Reporting from Changsha, Ningde and Fuzhou in China
5 MIN READ
“In Changsha, deep in China’s interior, thousands of chemists, engineers and manufacturing workers are shaping the future of batteries.
The city’s Central South University churns out the graduates who are advancing the technology, much as Stanford University molded the careers of Silicon Valley entrepreneurs who pioneered microchips. Across the Xiang River, vast factories mix minerals into the highly processed compounds that make rechargeable batteries possible.
These batteries, mostly made of lithium, have powered the rise of cellphones and other consumer electronics. They are transforming the auto industry and could soon start doing the same for solar panels and wind turbines crucial in the fight against climate change.

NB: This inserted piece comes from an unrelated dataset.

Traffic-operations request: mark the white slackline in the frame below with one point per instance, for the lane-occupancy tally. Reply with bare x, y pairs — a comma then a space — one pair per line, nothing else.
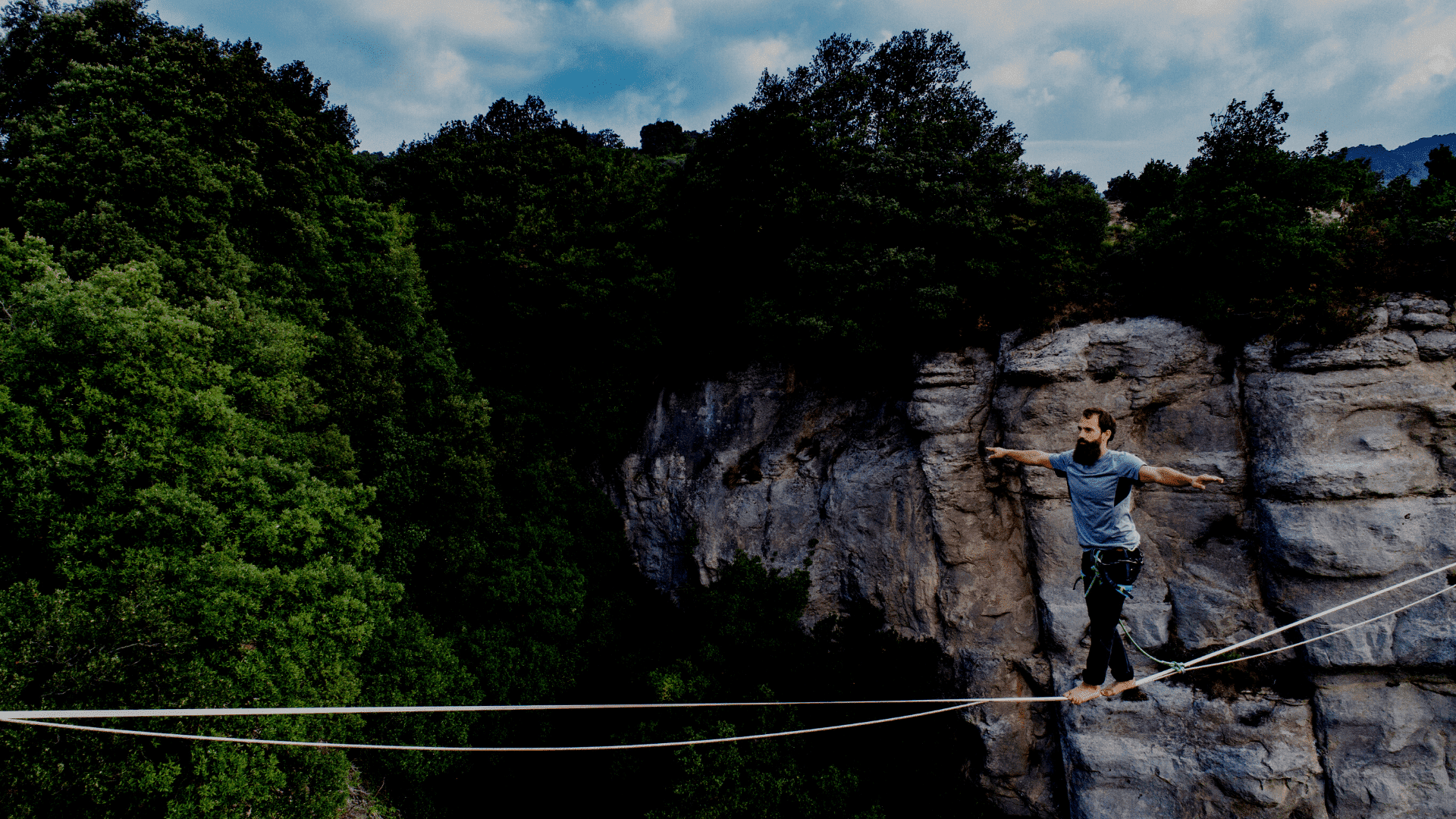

China dominates their chemical refining and production.
Now China is positioning itself to command the next big innovation in rechargeable batteries: replacing lithium with sodium, a far cheaper and more abundant material.
Sodium, found all over the world as part of salt, sells for 1 to 3 percent of the price of lithium and is chemically very similar. Recent breakthroughs mean that sodium batteries can now be recharged daily for years, chipping away at a key advantage of lithium batteries. The energy capacity of sodium batteries has also increased.

And sodium batteries come with a big advantage: They keep almost all of their charge when temperatures fall far below freezing, something lithium batteries typically do not do.”
And, the US has 90% of the readily mineable sodium!